John field note 3f: John’s organum

Hearsay to avoid heresy:

“You yourselves are my witnesses that I said, ‘I am not the Christ,’ but, ‘I have been sent ahead of Him.’ (John 3:28, NNAS)

John is sketchy in certain ways — the private settings, the unclear referents. And Reynolds Price describes the gospel’s “relentlessly limited battery of words” — Greek wasn’t John’s first language, after all. But, according to Price, John’s patois is “homemade”: John’s struggle with Greek is like Nabokov’s struggle with English:

For a modern reader of his Koine original, John seems like nothing so much as a highly skilled and intelligent expatriate (which early tradition in fact claims he was) — an Einstein or a Thomas Mann, a Conrad or a Nabokov: one who is able to express himself readily and powerfully on most of the difficult matters he encounters but in a homemade and eccentric patois.  No one can for a moment believe that Vladimir Nabokov was born writing English; but the English of his later novels is, to say the least, imposing in the bizarre strength with which it insists in oaring upstream against the whole natural flow of English. John likewise is always pushing hard uphill in what is clearly an acquired vehicle, a medium that requires him often to work outside and against the thought processes of his native tongue, which scholars can tell us is Aramaic. (Price, Three Gospels 18 – 19)
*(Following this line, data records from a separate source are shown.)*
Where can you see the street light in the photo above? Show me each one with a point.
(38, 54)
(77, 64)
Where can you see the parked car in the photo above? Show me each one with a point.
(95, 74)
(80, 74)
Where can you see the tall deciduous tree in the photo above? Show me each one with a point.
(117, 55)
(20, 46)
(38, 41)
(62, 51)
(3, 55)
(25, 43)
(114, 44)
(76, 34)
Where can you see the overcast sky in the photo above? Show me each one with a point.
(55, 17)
Anyway, funny that the characters and even the narrator in such a sketchy book can be so punctilious about what is said. What is said is referred to as witness and testimony.  (John the Baptist here says, “You can testify that I testified.”) The contrast leads to how I describe John’s tone this time through: John’s brief anecdotes and early dialogues play above a plainchant of legal references (testimony, witness) that adds a kind of tension to the anecdotes’ and dialogues’ unclear referents, private settings, and extended and repeating metaphors. John is a mesmerizing and disturbing organum.
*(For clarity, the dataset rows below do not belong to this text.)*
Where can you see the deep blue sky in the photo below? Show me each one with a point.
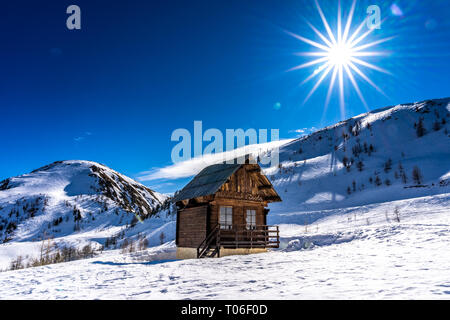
(114, 91)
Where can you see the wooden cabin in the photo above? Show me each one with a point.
(223, 211)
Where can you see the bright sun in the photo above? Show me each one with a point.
(340, 54)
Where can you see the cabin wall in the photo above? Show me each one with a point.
(191, 226)
(239, 211)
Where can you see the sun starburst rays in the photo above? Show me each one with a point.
(340, 55)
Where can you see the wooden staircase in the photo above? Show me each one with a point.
(210, 247)
(238, 236)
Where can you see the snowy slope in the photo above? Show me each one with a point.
(365, 160)
(355, 223)
(76, 203)
(386, 259)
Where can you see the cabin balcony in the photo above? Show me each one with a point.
(249, 237)
(239, 237)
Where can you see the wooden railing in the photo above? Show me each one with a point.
(238, 236)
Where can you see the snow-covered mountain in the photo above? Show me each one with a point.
(385, 155)
(365, 214)
(76, 202)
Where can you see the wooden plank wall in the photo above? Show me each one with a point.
(239, 211)
(192, 226)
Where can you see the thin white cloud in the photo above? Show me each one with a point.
(304, 131)
(193, 166)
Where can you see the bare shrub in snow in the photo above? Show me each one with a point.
(417, 175)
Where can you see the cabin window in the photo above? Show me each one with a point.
(251, 219)
(226, 217)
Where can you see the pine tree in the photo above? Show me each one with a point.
(420, 129)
[I’m reading John’s gospel. My reactions here vacillate between notes — a list of impressions — and something less sketchy. A note on nomenclature: the note number in my post’s title indicates the chapter of John’s material I’m reacting to. A title’s letter, though, differentiates the post from earlier posts about that chapter. “John field note 2c,” then, is my third post about something in John’s second chapter. N.B.: 12a may precede 3d: I skip around.]